Five years ago, four months after the suicide of legendary linebacker Junior Seau, the NFL donated $30 million to the National Institutes of Health for brain research.

At the time, the league said its “unrestricted gift” was the largest donation in its history and would help fund a new Sports and Health Research Program to be conducted in collaboration with institutes and centers at the NIH.

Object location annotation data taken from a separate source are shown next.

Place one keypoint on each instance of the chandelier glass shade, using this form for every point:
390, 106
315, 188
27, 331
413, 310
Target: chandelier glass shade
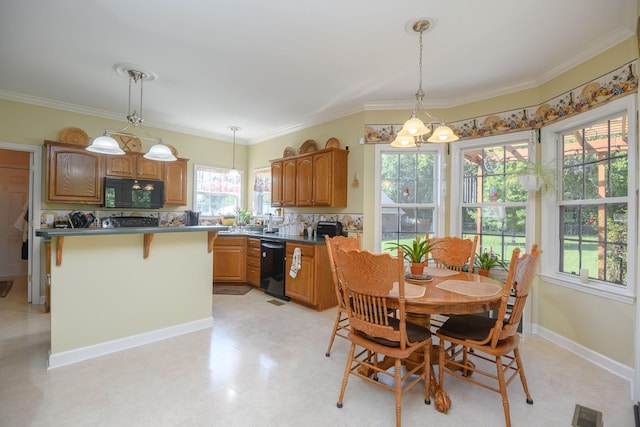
106, 144
414, 132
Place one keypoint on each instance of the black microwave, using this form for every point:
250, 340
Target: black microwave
133, 193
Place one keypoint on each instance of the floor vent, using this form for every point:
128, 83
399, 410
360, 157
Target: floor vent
586, 417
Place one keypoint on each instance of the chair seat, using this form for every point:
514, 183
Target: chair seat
415, 333
467, 327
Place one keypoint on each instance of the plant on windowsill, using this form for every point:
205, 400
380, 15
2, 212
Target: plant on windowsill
415, 253
486, 260
538, 176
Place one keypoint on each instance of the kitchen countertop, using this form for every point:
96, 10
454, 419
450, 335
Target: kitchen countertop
48, 233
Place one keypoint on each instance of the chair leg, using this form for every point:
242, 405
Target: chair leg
398, 384
336, 324
345, 379
523, 378
503, 390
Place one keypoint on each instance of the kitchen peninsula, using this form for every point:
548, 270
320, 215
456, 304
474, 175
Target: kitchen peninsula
113, 289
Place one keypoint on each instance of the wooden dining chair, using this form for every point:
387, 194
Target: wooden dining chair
454, 253
341, 324
367, 280
493, 340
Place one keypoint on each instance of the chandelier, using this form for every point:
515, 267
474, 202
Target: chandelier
106, 144
414, 132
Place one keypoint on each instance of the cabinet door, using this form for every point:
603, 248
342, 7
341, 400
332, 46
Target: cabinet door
229, 259
148, 169
74, 175
175, 182
330, 178
304, 181
121, 166
301, 287
276, 184
289, 182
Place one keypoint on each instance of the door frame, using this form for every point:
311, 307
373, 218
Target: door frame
35, 296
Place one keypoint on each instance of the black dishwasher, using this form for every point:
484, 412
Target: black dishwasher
272, 268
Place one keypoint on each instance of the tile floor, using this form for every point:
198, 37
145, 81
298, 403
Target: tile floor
264, 365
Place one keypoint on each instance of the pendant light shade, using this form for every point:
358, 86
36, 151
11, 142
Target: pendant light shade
105, 145
414, 130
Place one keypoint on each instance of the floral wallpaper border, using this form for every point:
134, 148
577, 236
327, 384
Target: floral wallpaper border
620, 82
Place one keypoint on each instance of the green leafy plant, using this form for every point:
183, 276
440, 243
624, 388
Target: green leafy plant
536, 176
242, 217
416, 250
488, 259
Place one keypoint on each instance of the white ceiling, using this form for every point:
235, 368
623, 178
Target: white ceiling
272, 67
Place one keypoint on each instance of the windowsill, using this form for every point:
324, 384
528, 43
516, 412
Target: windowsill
589, 289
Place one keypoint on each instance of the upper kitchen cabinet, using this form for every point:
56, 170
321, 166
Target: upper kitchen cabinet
135, 166
175, 182
313, 179
74, 175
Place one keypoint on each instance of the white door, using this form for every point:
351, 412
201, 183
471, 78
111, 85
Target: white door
14, 192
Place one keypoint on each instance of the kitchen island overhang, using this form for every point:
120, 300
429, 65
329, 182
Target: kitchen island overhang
113, 289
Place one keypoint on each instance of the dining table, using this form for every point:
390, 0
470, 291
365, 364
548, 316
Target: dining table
447, 292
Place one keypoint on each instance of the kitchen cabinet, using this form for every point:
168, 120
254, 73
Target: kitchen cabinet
304, 181
175, 182
313, 179
229, 259
134, 166
74, 175
289, 182
253, 261
313, 285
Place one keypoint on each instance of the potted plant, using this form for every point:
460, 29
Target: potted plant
416, 252
486, 260
538, 176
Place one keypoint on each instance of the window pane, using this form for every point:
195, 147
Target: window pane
217, 191
489, 183
408, 189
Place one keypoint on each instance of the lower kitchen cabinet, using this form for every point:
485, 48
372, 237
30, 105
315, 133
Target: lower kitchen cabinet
253, 261
229, 259
313, 285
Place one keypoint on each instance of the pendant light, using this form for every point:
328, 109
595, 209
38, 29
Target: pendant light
234, 171
106, 144
414, 132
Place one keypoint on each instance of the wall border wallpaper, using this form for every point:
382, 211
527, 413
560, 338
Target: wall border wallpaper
613, 85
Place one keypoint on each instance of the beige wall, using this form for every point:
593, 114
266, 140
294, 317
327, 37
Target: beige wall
601, 325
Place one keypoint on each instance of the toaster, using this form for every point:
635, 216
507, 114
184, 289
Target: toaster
329, 228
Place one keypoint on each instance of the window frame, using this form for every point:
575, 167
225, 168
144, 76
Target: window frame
196, 167
438, 151
552, 152
457, 172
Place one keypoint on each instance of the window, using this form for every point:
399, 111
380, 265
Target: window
217, 191
409, 197
594, 217
262, 192
486, 198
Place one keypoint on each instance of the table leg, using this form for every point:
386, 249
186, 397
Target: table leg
441, 398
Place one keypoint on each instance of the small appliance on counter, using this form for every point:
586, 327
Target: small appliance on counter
191, 218
329, 228
129, 221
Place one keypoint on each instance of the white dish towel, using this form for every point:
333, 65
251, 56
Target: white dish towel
295, 262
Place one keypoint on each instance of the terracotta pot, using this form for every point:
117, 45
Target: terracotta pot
483, 272
417, 268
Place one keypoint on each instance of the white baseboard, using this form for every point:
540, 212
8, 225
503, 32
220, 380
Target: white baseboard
616, 368
84, 353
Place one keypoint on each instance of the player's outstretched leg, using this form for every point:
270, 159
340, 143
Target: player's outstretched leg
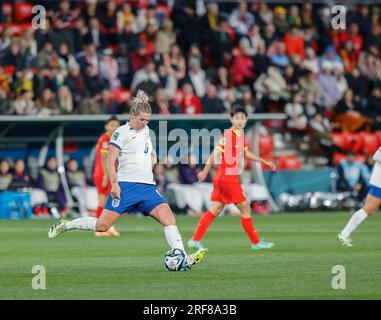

That donation is set to expire in August, and according to a report by ESPN’s “Outside the Lines,” the NIH will leave more than half of it on the table. The report said the government agency is willing to walk away from $16 million in the wake of a congressional study last year that accused the NFL of trying to steer money away from Dr. Robert Stern, a Boston University neuroscientist who had been staunchly critical of the league’s handling of head injuries.

Whereas the NIH said in a statement Thursday that there are “no current research plans” for the remaining funds, the NFL said league officials are “engaged in constructive discussions” with the FNIH – the fundraising arm of the NIH – “regarding potential new research projects and the remaining funds of our $30 million commitment.”

The disagreement over how the money should be used reached a crescendo in May 2016 when Democratic members of the House Committee on Energy and Commerce released a study finding the NFL’s head, neck and spine committee tried to improperly influence government research by attempting to steer the investigation toward a doctor with ties to the league.

The NFL rejected the findings of that study, however, and point to the fact the Republican chairman of that House committee not only didn’t agree with the findings of that study, but pushed for an independent investigation of the NIH and its procedures.

The league announced last fall that it would spend $100 million to fund research for the prevention, diagnosis and treatment of concussions. Commissioner Roger Goodell said at the time that 60% of that money would go toward improving football equipment, such as helmets, and the remaining funds would go to medical research.

The latest development, that the majority of the NIH donation will go unused, comes against the backdrop of Boston University researchers having found evidence of the brain disease chronic traumatic encephalopathy (CTE) in 110 of 111 former NFL players.

Two years ago, the same Boston University group found CTE in 87 of 91 deceased NFL players.